Leader of the corrupt Rat Pack cops dies, 82
22.12.2010



By: Tony Koch

THE alleged leader of the notorious ``Rat Pack'' of corrupt police who ran the Queensland police force in the 1970s and 1980s has died in Brisbane after a long illness.
Former Queensland assistant commissioner of police Tony Murphy, who coined the term ``the joke'' to describe the system of corruption in the Queensland police force which was uncovered in the late 1980s by commissioner Tony Fitzgerald, died in Brisbane yesterday after being in hospital for several months.

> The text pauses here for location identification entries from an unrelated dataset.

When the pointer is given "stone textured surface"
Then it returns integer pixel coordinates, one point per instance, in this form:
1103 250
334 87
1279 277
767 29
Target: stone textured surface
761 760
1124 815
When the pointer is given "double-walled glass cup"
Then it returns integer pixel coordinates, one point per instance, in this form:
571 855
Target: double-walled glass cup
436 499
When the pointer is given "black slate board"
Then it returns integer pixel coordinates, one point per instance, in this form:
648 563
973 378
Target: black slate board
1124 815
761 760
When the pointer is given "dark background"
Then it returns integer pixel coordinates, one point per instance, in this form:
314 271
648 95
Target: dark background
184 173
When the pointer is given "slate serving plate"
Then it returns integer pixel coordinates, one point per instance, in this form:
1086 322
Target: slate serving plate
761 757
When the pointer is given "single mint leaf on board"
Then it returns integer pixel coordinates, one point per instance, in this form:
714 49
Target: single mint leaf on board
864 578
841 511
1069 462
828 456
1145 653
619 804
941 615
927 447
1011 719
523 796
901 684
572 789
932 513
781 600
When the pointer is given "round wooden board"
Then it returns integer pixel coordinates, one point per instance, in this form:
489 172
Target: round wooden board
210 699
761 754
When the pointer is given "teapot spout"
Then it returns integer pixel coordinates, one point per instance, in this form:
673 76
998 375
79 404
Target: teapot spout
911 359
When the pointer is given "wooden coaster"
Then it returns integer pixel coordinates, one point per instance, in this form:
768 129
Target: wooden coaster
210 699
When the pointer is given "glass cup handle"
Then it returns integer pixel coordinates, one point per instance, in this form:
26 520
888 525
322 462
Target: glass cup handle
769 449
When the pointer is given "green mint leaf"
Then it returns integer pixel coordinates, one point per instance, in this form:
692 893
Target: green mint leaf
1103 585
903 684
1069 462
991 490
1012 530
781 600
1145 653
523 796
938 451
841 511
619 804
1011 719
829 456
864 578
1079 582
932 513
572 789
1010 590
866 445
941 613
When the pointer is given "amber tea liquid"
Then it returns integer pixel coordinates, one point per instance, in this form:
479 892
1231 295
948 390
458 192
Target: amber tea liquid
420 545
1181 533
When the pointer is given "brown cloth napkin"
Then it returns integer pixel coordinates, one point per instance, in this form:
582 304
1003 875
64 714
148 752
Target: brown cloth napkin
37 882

Former colleagues of Murphy, 82, were in fear of him, and few would speak against him while he was alive. Evidence has been given at a number of venues over the past few decades that the Rat Pack comprised Murphy, detective Glen Hallahan and former police commissioner Terry Lewis.

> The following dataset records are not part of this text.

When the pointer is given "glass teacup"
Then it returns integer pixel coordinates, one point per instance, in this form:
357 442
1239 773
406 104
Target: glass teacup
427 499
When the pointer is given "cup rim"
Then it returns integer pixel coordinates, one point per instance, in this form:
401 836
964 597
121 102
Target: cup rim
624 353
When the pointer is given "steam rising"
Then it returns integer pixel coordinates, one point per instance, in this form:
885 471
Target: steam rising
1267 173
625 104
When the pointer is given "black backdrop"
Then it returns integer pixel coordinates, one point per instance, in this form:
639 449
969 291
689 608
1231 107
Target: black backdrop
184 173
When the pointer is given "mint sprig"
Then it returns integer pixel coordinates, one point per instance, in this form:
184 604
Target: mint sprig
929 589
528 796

In the early 1990s, Hallahan died of cancer and Lewis was sentenced to 14 years' jail when found guilty of corruption after evidence was given about his criminality at the Fitzgerald Commission.
Lewis was the only one of the trio charged after the Fitzgerald inquiry, and Murphy always maintained he was not corrupt.

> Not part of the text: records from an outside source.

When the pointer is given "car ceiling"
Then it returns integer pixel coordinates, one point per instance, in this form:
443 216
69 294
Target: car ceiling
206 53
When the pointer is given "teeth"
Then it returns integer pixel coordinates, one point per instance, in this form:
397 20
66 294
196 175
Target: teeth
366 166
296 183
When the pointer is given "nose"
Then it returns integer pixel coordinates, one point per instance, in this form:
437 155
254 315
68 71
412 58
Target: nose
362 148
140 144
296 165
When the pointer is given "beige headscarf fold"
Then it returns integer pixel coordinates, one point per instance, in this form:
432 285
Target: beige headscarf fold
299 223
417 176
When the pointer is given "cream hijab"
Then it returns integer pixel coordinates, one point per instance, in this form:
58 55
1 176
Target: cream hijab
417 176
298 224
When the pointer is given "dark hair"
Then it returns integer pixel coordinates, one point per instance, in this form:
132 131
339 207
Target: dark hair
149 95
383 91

In testimony to the Fitzgerald inquiry, self-confessed bagman Jack Herbert testified: ``Tony Murphy approached me and he said, `What about including Terry Lewis in the joke?''
Murphy was an energetic and highly successful detective, but several high-profile cases which he handled or was connected with attracted the allegation that he was ``bent'' and would stop at nothing to obtain a conviction.
Conversely, it was also alleged that he would ensure that somebody he was protecting got off charges.
The murder in Brisbane in the 1970s of waterside worker ``Norman the Doorman'' Ford cast the first shadow of suspicion over Murphy.
But that was followed by the one he never shook off -- the 1972 death of prostitute and whistleblower Shirley Brifman, who was found in her flat at 79 Bonney Avenue, Clayfield. Brifman was said to have suffered a ``drug overdose''. She had been due to give evidence against Murphy, who was charged with perjury over evidence he gave to a royal commission investigating, among other matters, prostitution at Brisbane's famous National Hotel.
Brifman had a large amount of drugs and whisky in her stomach when she was found.
It was alleged publicly that ``somebody'' had used a funnel to force a bottle of whisky and the pills down her throat.
Consequently the charges against Murphy were dropped.
Murphy was close to Lewis, and was a constant presence in the public gallery during Lewis' trial and a frequent visitor when Lewis was in jail.